[P] Implementation of Samsung’s “Few-Shot Adversarial Learning of Realistic Neural Talking Head Models”
I have been working on implementing the model from the paper: [Few-Shot Adversarial Learning of Realistic Neural Talking Head Models](https://arxiv.org/abs/1905.08233v1) (Zakharov et al.) for my own projects and research. It uses a very interesting model of GAN and triggered my interest.
The paper has been out now for a couple of months and some implementations already exist out there although the results they show are not quite at the level of what is seen in the paper.
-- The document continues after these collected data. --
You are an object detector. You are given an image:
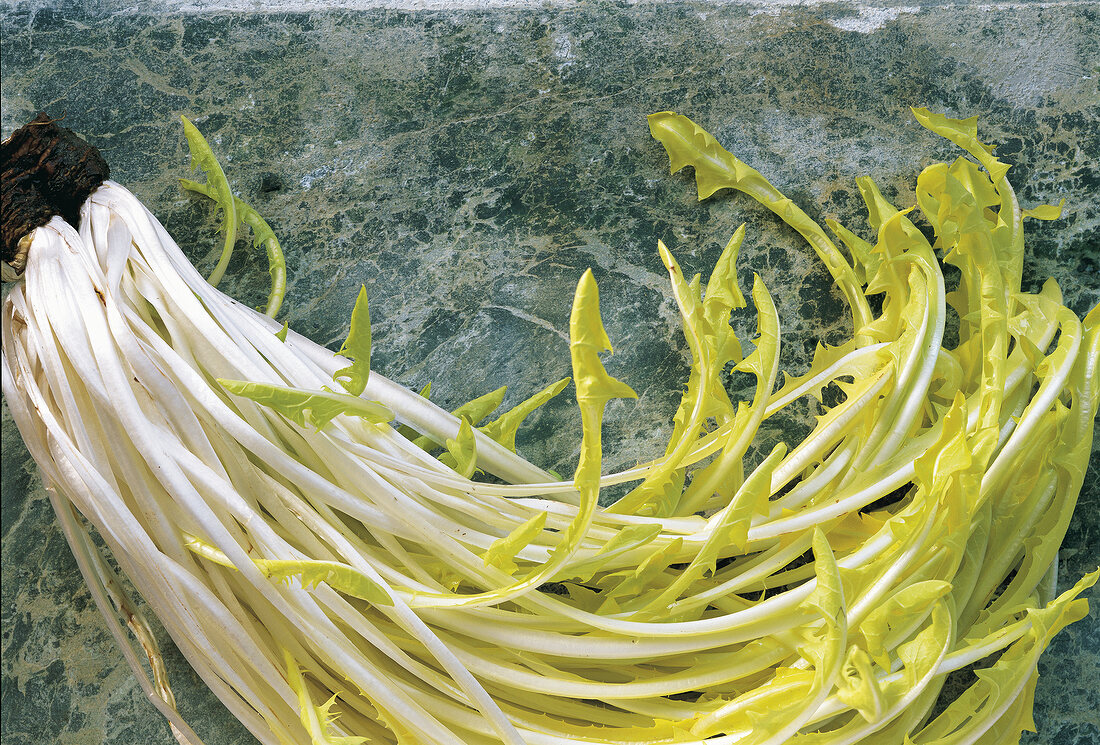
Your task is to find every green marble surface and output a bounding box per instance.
[1,1,1097,743]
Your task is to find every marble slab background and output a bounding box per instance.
[2,1,1098,743]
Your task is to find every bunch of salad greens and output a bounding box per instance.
[2,108,1095,745]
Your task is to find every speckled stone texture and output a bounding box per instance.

For my implementation I added further recommendations given by the paper’s author on various details that were unclear to me and other existing implementations upon only reading the paper. (added more depth to the network, adjusted adaIN parameters, …).
Due to a lack of compute resources at my disposition and due to the model being very heavy, I only trained it on 5 epochs on a test dataset (15 times less epochs than in the paper and with a dataset 34 times smaller) but the results look promising so far for the relatively small amount of training that went into it.
Here an example of fake faces it generated from facial landmarks and embedding vectors:
More examples with the original faces for which the landmarks were extracted from can be seen on my github repo.
I also did an functioning demo that uses the webcam and an vector to create live fake faces from your own. I have a link to a video of that on my repo and the code for the demo will soon be uploaded.
If anyone is interested in using or training the model further or improving the project feel free to take a look and contribute 🙂
I ended up writing the paper from scratch for learning purposes but I would like to thank u/MrCaracara for doing the first implementation I know of.